UnitedHealthcare's specific coverage criteria for checkpoint inhibitor are defined in its own published medical/coverage policy and the FDA-approved prescribing label. A successful appeal documents that your medical records satisfy each criterion those sources list — confirmed diagnosis, any required prior treatments (with dates and outcomes), and clinical severity. If the exact criteria weren't included with your denial, request them in writing; your appeal then maps each requirement to the matching fact in your chart.

## Why UnitedHealthcare Denied Your Checkpoint Inhibitor — Duplicate Therapy

A "duplicate therapy" denial from UHC means the plan's system flagged that you are already approved for or receiving a drug in the same therapeutic class — typically another checkpoint inhibitor or immunotherapy agent.
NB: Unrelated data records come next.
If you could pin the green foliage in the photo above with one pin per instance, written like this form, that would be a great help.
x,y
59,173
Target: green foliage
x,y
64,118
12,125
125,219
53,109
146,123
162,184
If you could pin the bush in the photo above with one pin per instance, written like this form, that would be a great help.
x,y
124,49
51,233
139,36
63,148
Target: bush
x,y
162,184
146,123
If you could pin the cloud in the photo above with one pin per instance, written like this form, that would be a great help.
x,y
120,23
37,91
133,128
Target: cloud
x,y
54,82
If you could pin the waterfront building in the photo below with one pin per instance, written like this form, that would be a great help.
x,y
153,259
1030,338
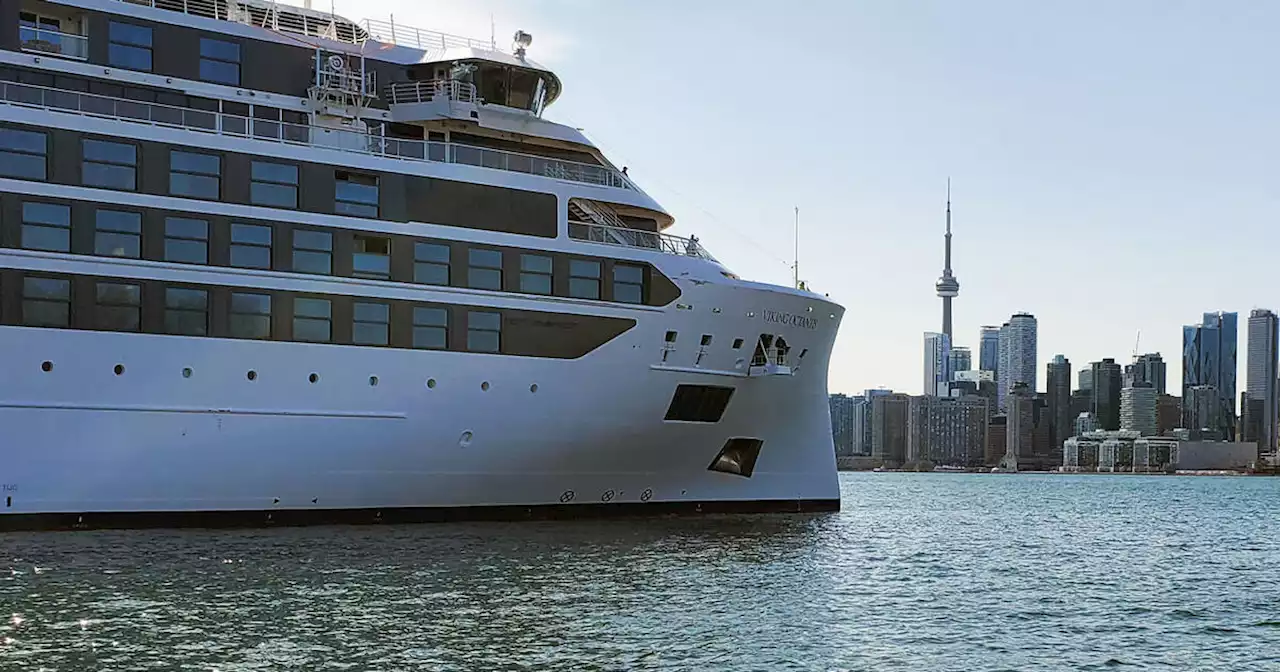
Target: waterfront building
x,y
988,350
1107,379
937,361
947,430
890,414
1261,368
1210,360
1138,410
1016,356
1148,369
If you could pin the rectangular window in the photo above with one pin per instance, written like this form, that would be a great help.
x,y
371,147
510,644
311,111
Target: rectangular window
x,y
430,328
371,257
251,246
485,269
627,283
355,195
117,233
128,46
370,324
251,315
430,264
584,278
312,251
484,332
219,62
118,307
273,184
22,154
46,302
109,164
197,176
186,241
312,320
535,274
46,227
186,311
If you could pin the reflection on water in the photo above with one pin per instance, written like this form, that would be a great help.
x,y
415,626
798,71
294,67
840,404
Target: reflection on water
x,y
918,572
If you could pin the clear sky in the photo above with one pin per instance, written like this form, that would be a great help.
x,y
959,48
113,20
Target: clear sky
x,y
1112,164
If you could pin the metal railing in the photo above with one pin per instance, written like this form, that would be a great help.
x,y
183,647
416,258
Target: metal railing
x,y
46,41
432,90
387,31
332,138
648,240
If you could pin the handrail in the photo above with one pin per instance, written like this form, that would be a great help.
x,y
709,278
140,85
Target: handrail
x,y
332,138
648,240
430,90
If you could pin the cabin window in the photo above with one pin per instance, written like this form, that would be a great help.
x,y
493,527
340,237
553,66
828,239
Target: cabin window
x,y
186,241
584,278
46,227
22,154
356,195
535,274
251,315
109,164
118,307
128,46
484,269
371,257
251,246
195,174
430,264
273,184
484,332
627,283
312,251
118,233
219,62
312,320
430,328
186,311
46,302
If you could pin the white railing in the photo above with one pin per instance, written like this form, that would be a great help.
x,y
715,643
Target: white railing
x,y
432,90
648,240
351,141
387,31
45,41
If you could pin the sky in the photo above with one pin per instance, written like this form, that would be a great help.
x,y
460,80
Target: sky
x,y
1112,164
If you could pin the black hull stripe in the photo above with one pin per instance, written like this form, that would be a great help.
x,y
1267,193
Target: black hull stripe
x,y
284,517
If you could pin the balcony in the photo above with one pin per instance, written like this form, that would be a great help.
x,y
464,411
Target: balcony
x,y
332,138
53,42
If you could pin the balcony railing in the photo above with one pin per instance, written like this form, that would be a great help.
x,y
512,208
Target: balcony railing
x,y
648,240
350,141
432,90
46,41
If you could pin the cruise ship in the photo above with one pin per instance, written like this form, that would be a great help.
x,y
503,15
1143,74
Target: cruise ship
x,y
264,265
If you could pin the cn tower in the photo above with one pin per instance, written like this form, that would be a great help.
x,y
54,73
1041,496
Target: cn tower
x,y
947,286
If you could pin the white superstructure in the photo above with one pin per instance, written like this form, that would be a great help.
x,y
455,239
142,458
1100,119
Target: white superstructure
x,y
264,265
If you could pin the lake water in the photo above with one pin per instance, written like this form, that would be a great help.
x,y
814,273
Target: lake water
x,y
929,571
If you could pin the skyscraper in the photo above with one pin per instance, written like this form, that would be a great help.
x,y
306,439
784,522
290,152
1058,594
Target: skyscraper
x,y
1016,356
1057,383
1208,359
1261,379
937,362
1107,380
988,350
947,286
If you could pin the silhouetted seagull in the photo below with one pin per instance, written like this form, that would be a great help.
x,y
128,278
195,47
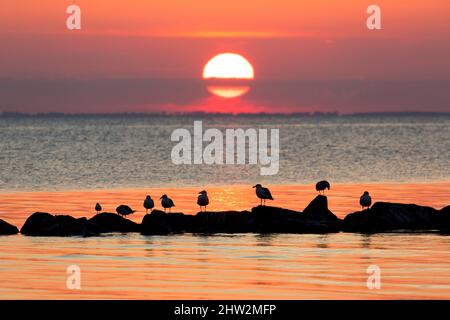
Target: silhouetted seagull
x,y
203,200
366,200
166,202
322,185
148,204
263,193
124,210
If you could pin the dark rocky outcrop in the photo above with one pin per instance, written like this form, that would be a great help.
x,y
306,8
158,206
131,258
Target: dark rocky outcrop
x,y
111,222
444,219
45,224
7,229
318,210
385,216
316,218
224,222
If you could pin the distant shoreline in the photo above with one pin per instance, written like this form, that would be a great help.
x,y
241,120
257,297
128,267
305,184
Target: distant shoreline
x,y
213,114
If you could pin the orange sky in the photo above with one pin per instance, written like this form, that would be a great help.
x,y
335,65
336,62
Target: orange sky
x,y
323,40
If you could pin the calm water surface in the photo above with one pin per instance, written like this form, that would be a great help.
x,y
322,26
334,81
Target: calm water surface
x,y
90,152
227,266
102,154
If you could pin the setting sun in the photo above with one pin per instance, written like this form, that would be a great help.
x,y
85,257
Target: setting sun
x,y
230,73
228,66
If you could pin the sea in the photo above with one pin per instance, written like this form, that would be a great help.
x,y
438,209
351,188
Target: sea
x,y
64,163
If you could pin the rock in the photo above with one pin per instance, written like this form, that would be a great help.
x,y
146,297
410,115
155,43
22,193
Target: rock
x,y
279,220
111,222
444,219
45,224
7,229
318,210
385,216
155,223
160,223
225,222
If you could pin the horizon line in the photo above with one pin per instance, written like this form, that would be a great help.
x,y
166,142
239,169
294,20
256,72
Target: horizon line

This denial arises most often in combination immunotherapy regimens (where two agents targeting different checkpoints are used together), or when a maintenance or continuation course is miscoded as a new prescription overlapping an active authorization.

Duplicate therapy denials in oncology are frequently incorrect as applied: combination checkpoint blockade is an FDA-approved, guideline-supported strategy for certain cancers, not redundant prescribing.
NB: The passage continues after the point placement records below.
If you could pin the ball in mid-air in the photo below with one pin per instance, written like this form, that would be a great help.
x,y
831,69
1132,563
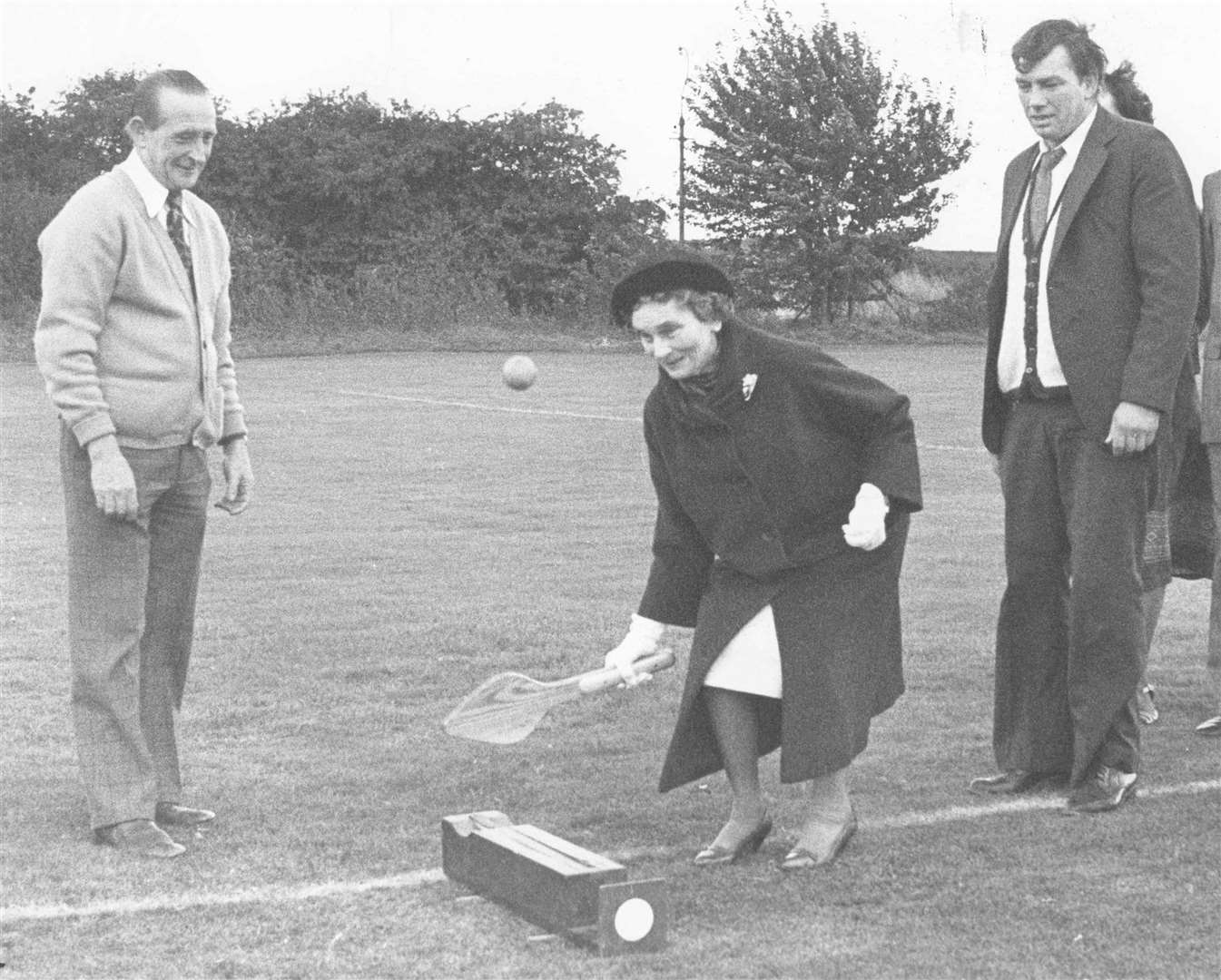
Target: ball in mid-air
x,y
519,372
## Federal Appeal Framework

• Internal appeal: File within 180 days of the denial notice; invoke expedited review (72-hour decision) if treatment delay poses a clinical risk.
• ACA §2719 external review: Available after exhausting or being deemed to have exhausted the internal process, within the ~4-month statutory window.
• ERISA §503 (employer-sponsored plans): Entitles you to the full clinical criteria applied and the claims data that triggered the duplicate flag.
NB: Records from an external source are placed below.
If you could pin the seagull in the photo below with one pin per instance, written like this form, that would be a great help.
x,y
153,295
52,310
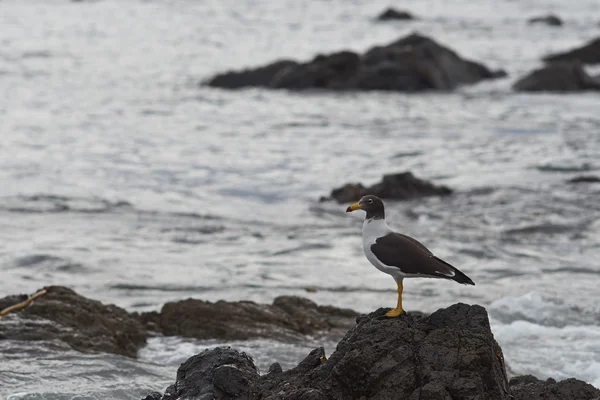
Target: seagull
x,y
399,255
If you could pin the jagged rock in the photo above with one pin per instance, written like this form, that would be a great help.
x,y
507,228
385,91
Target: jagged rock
x,y
587,54
253,77
528,387
289,318
393,14
550,19
585,179
220,373
400,186
558,77
413,63
450,354
86,325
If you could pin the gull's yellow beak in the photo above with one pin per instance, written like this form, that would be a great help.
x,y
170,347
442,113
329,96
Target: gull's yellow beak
x,y
353,207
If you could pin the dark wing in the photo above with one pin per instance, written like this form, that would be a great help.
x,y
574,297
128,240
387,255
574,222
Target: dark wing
x,y
411,257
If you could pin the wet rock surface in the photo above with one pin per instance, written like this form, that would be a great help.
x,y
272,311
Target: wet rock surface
x,y
585,179
586,54
289,318
400,186
558,77
84,324
528,387
450,354
393,14
412,63
551,20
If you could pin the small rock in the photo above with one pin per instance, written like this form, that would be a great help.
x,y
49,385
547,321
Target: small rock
x,y
275,368
393,14
528,387
585,179
400,186
587,54
558,77
551,20
220,373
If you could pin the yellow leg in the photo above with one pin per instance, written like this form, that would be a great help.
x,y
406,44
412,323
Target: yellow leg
x,y
394,312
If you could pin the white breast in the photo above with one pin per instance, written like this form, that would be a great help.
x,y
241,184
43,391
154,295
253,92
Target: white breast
x,y
372,230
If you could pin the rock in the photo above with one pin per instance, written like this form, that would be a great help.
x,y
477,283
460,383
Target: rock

## Documentation to Gather

1. Prescriber letter explaining the regimen: The oncologist should clearly describe each agent in the regimen, its distinct mechanism of action, the specific FDA-approved combination indication (or compendia support), and why both agents are required simultaneously. 2. FDA label and prescribing information: For each agent in the combination, the label will confirm the approved combination regimen and dosing schedule. 3. Claims and authorization records: Request UHC's claims data to identify exactly what existing authorization triggered the duplicate flag — this often reveals a coding error or an overlap between a prior authorization and a renewal. 4. NCCN guideline reference: The applicable NCCN guideline for the cancer type will list approved combination regimens; the oncologist should cite this to establish that the combination is a recognized standard, not duplication. 5. Diagnosis and staging documentation: Confirm the ICD-10 codes submitted accurately reflect the diagnosis and line of therapy.

## Criteria-Mapping Structure

Address the duplicate-therapy finding directly: identify each agent, its target (PD-1, PD-L1, CTLA-4, or other), and its distinct role in the regimen. Then map to the FDA-approved label and the applicable guideline to show that the combination is intentional, evidence-based, and approved — not duplicative. If the denial arose from a coding or authorization overlap, document the timeline of authorizations and administrations to show there is no actual duplication.